MANILA, Philippines—Civil society groups on Friday brought their issue with the Commission on Elections (Comelec) to the United Nations, accusing the Philippine government of violating their right to vote and of turning over to a foreign entity the conduct of the technical aspect of the country’s elections.
The group, led by former Vice President Teofisto Guingona Jr., submitted a petition to the UN Human Rights Committee, a treaty-based mechanism in the UN system for the redress of international human rights abuses.
They want the committee to declare the Philippines in violation of their right to suffrage.
“We request that this committee find and declare that the Republic of the Philippines breached its international obligation to guarantee the right of the [petitioners] to the free expression of their will as electors,” they said.
The petitioners said they had to appeal to the United Nations because they had exhausted all domestic remedies, including the filing of three separate cases in the Supreme Court.

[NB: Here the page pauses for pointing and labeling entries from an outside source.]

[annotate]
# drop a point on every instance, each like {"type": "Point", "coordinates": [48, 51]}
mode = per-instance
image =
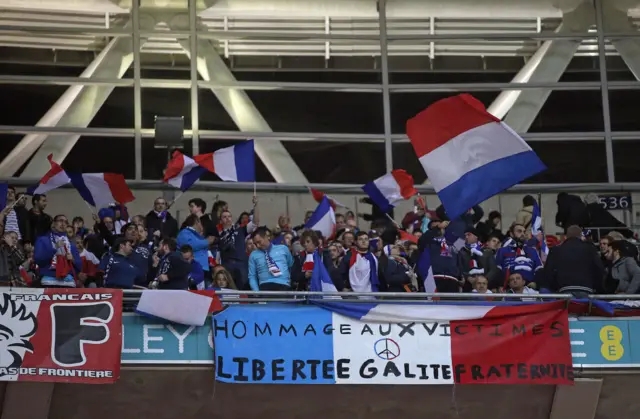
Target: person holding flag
{"type": "Point", "coordinates": [57, 257]}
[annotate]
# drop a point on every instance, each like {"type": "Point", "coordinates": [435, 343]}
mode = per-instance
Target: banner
{"type": "Point", "coordinates": [60, 335]}
{"type": "Point", "coordinates": [147, 340]}
{"type": "Point", "coordinates": [311, 345]}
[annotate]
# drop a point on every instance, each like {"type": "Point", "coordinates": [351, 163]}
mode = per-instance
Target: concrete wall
{"type": "Point", "coordinates": [68, 202]}
{"type": "Point", "coordinates": [167, 393]}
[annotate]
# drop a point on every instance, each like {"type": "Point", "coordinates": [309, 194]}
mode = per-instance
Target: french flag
{"type": "Point", "coordinates": [102, 189]}
{"type": "Point", "coordinates": [190, 308]}
{"type": "Point", "coordinates": [441, 311]}
{"type": "Point", "coordinates": [182, 171]}
{"type": "Point", "coordinates": [53, 179]}
{"type": "Point", "coordinates": [390, 189]}
{"type": "Point", "coordinates": [323, 219]}
{"type": "Point", "coordinates": [536, 227]}
{"type": "Point", "coordinates": [469, 155]}
{"type": "Point", "coordinates": [319, 195]}
{"type": "Point", "coordinates": [233, 164]}
{"type": "Point", "coordinates": [426, 271]}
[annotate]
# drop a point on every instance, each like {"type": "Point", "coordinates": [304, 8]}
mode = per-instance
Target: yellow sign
{"type": "Point", "coordinates": [611, 338]}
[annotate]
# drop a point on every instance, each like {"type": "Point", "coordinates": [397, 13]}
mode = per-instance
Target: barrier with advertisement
{"type": "Point", "coordinates": [605, 343]}
{"type": "Point", "coordinates": [60, 335]}
{"type": "Point", "coordinates": [152, 341]}
{"type": "Point", "coordinates": [311, 345]}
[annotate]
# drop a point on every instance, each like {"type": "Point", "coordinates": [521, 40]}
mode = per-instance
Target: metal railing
{"type": "Point", "coordinates": [303, 297]}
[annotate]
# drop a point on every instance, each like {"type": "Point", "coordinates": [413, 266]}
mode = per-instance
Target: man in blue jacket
{"type": "Point", "coordinates": [119, 272]}
{"type": "Point", "coordinates": [270, 264]}
{"type": "Point", "coordinates": [232, 244]}
{"type": "Point", "coordinates": [173, 270]}
{"type": "Point", "coordinates": [57, 256]}
{"type": "Point", "coordinates": [191, 235]}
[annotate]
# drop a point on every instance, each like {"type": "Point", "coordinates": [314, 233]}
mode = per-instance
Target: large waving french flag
{"type": "Point", "coordinates": [234, 164]}
{"type": "Point", "coordinates": [469, 155]}
{"type": "Point", "coordinates": [323, 219]}
{"type": "Point", "coordinates": [388, 190]}
{"type": "Point", "coordinates": [182, 171]}
{"type": "Point", "coordinates": [102, 189]}
{"type": "Point", "coordinates": [53, 179]}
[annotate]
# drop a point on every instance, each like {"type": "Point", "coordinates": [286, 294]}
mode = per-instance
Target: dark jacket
{"type": "Point", "coordinates": [177, 269]}
{"type": "Point", "coordinates": [627, 272]}
{"type": "Point", "coordinates": [39, 224]}
{"type": "Point", "coordinates": [574, 266]}
{"type": "Point", "coordinates": [298, 280]}
{"type": "Point", "coordinates": [444, 259]}
{"type": "Point", "coordinates": [487, 262]}
{"type": "Point", "coordinates": [167, 228]}
{"type": "Point", "coordinates": [119, 272]}
{"type": "Point", "coordinates": [571, 211]}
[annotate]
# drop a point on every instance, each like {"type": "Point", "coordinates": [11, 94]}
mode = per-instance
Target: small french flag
{"type": "Point", "coordinates": [233, 164]}
{"type": "Point", "coordinates": [469, 155]}
{"type": "Point", "coordinates": [102, 189]}
{"type": "Point", "coordinates": [390, 189]}
{"type": "Point", "coordinates": [318, 195]}
{"type": "Point", "coordinates": [182, 171]}
{"type": "Point", "coordinates": [53, 179]}
{"type": "Point", "coordinates": [323, 219]}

“The Philippines violated the [petitioners’] right to the free expression of their will as electors during the May 10, 2010, automated elections, and continues to violate such right in its conduct of the May 13, 2013, automated elections,” said the petition, which was sent by e-mail and registered mail to the Office of the High Commissioner for Human Rights in Geneva, Switzerland.
“[The government] gave complete control of the technical aspects of these automated elections to a foreign entity, Smartmatic, thereby compromising the secrecy, security, and validity of the votes made or might be made by the [petitioners],” it said.
The UN Human Rights Committee, one of nine UN human rights treaty bodies, considers cases pertaining to the compliance with the International Covenant on Civil and Political Rights of states that have acceded to its protocols. It allows persons within the jurisdiction of these states to submit complaints to it requesting a determination whether provisions of the covenant have been violated.